Now imagine 15 of these stacked in a container, and hundreds of these containers parked on the side of a freeway or rest area for weeks due to a disruption, either on the way to a port or on the way to their final destination.
It takes just one major incident for insurance premiums to rise for the entire following year.
Therefore, companies in the luxury automotive space are leveraging real-time data and analytics about their trucks and goods safety via listening to risk signals that could impact the safety of their goods. Purpose-built sensors offer additional perspective into when and where a container door is opened or closed in real-time.
When this is combined with current location awareness, chain of custody information, route history, past risk trends, a dependable safety alarm can be sounded to mobilize field teams to avert risk, just like your phone GPS tells you when you will reach work.

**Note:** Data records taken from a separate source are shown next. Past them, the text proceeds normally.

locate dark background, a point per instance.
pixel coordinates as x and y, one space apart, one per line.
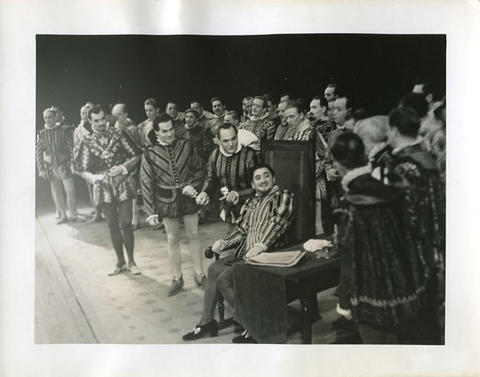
375 69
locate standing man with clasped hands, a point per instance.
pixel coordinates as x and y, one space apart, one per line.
228 171
171 174
107 158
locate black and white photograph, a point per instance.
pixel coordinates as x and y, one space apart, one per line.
129 218
240 189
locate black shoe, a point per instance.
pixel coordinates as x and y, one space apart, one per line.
245 338
200 331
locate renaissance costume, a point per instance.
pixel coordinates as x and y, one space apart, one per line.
53 152
263 222
231 172
98 153
165 170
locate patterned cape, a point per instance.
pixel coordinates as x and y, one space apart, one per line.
383 277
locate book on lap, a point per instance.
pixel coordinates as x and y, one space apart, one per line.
277 259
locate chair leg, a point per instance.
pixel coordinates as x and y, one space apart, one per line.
221 310
222 322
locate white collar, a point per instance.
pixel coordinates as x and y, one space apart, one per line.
418 140
52 127
164 144
226 154
263 117
355 173
191 128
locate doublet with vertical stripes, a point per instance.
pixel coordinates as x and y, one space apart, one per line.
263 220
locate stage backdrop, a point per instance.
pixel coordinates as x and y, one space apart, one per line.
375 69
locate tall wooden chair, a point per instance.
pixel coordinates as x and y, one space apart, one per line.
294 166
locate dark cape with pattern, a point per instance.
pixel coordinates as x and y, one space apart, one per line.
383 278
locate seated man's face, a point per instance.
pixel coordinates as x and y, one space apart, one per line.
190 119
228 140
263 181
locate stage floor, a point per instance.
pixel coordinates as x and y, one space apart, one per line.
77 302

Check if Your Supply Chain Visibility Solution is End to End
The ultimate objective is to thrive despite uncertainty!
Wolfgang Lehmacher, former head of supply chain at the World Economic Forum, explains it well in a book we co-authored called Smart Supply Chain Decisions in the New Normal: “Those who are unprepared to make these decisions based on data will be challenged to even survive; those armed with critical visibility and insight to make fact-based real-time decisions will thrive in this new environment.”
There are a multitude of “tracking” solutions on the market – but as detailed above, simply knowing where your shipment or asset is located isn’t enough, not when so much more data is available. When considering a supply chain visibility solution, look for these functionalities:
- Reliability of visibility data
- Ease of access to visibility
- Visibility coverage: door to door, indoor, outdoors, and at third party locations
- Maturity of events portrayed (is it just a location pin or is it an actionable signal?)
- Analytics depth
- Ease of automating incident management & planning
If the past year has taught us anything, it’s to prepare for the unexpected – and the more you know about every step of your supply chain in multiple dimensions, the greater the likelihood you’ll weather both day-to-day and black swan events successfully.